Il mondo online, connessioni di…solitudini


Il mondo online, connessioni di…solitudini

           “Il web è entrato trionfalmente nel nostro mondo promettendo di creare un habitat ideale[…] L’avvento del web ha reso improvvisamente realistiche le nostre speranze di notorietà ma, avendola posta ingannevolmente alla nostra portata, l’ha resa quasi obbligatoria –benché con una chance di acquisirla pari a quella di vincere il jackpot di una lotteria[…] Gli esseri umani del ventunesimo secolo sono di due mondi [offline e online]. Il mondo online, che siamo indotti, sollecitato e allettati a costruire con i nostri modi e mezzi, avvalendoci degli strumenti, stratagemmi ed espedienti forniti dalla tecnologia informatica, è spesso enfaticamente presentato come se mi appartenesse[…]Online, a differenza di quanto accade offline, sono io ad avere il controllo: io sono il padrone, io comando.
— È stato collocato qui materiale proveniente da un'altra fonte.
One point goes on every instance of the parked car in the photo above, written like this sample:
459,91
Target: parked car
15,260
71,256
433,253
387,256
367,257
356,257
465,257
Forse non ho la stoffa del direttore d’orchestra, ma decido io che musica si suona. Alcuni arguti osservatori hanno paragonato questa sensazione divina a quella che sopraffa un ragazzino lasciato solo in un negozio di dolciumi. Il problema però è: quali delizie quel ragazzino sceglierà e si godrà? […]  La maggior parte delle ricerche sociologiche in merito mostra che la maggioranza degli utenti usa Internet attratta non tanto dall’opportunità di accesso, quanto da quella di uscita, ampiamente usata più per costruirsi un rifugio che per abbattere muri e aprire finestre; per ritagliarsi una comfort zone tutta per sé, lontano dalla confusione del caotico e disordinato mondo della vita e delle sfide che esso pone all’intelletto e alla tranquillità dello spirito […]    Con il semplice espediente di cancellare ciò che non si desidera appaia o di bandire l’accesso a ospiti indesiderati, la rete permette uno <splendido isolamento> puramente e semplicemente irrealizzabile e inconcepibile nel mondo offline.”

 

           Sono affermazioni di Zygmunt Bauman (Nati liquidi, Sperling & Kupfer, 2017, pagg. 74-77) e così cristalline che quasi ci meravigliamo che non siano patrimonio condiviso. Ad ogni riga, leggendo, ci domandiamo non tanto come sia possibile che l’euforia per la rete e per ogni strumento tecnologico abbia contagiato tutti perché conosciamo bene il potere condizionante dei media, ma restiamo increduli di fronte al persistere di tale assillante contagio pur avendone scoperto limiti e inganni. Corale è il lamento sulla indesiderata pressione che cellulare, social, eventi, iniziative, condivisioni…esercitano sulla già dinamica e concitata vita quotidiana e tuttavia dai forzati della comunicazione senza soluzione di continuità mai arriva un pur pallido tentativo di ipotizzare uno stop, di imparare a gestire gli strumenti piuttosto che lasciarsene gestire.

Ciò che riesce facile è…sparire all’improvviso, eclissarsi, ignorare tutto e tutti per qualche ora (al massimo). Definire queste brevissime interruzioni, a cui ricorriamo nel momento in cui avvertiamo di aver superato la nostra soglia di tolleranza dello stress, splendido isolamento è quanto meno improprio. Se fosse davvero tale, restituirebbe noi a noi stessi, ci restituirebbe la forza dei nostri valori, della nostra creatività, sarebbe insomma un tempo all’insegna di positività piuttosto che di negazione momentanea di abitudini tossiche sulle quali neppure un attimo abbiamo deciso di riflettere, per educarci a vivere la nostra tendenza attualizzante (Carl Rogers). Se riuscissimo a osservare il nostro comportamento con una prospettiva da estraneo, probabilmente ne comprenderemmo in un attimo l’ingannevole insidia: viviamo della e nella rete per misurare dal riconoscimento pubblico la nostra esteriore efficacia, l’immagine che con fatica stiamo costruendo e che, proprio perché destinata ad uso altrui, non risolve la nostra intima solitudine; usciamo dalla rete alla ricerca di una pausa di totale solitudine, per poi rientrarvi con le stesse identiche modalità…un percorso che non prevede deviazioni e libertà di scelte diverse. Eppure, prenderne consapevolezza ci offrirà soluzioni.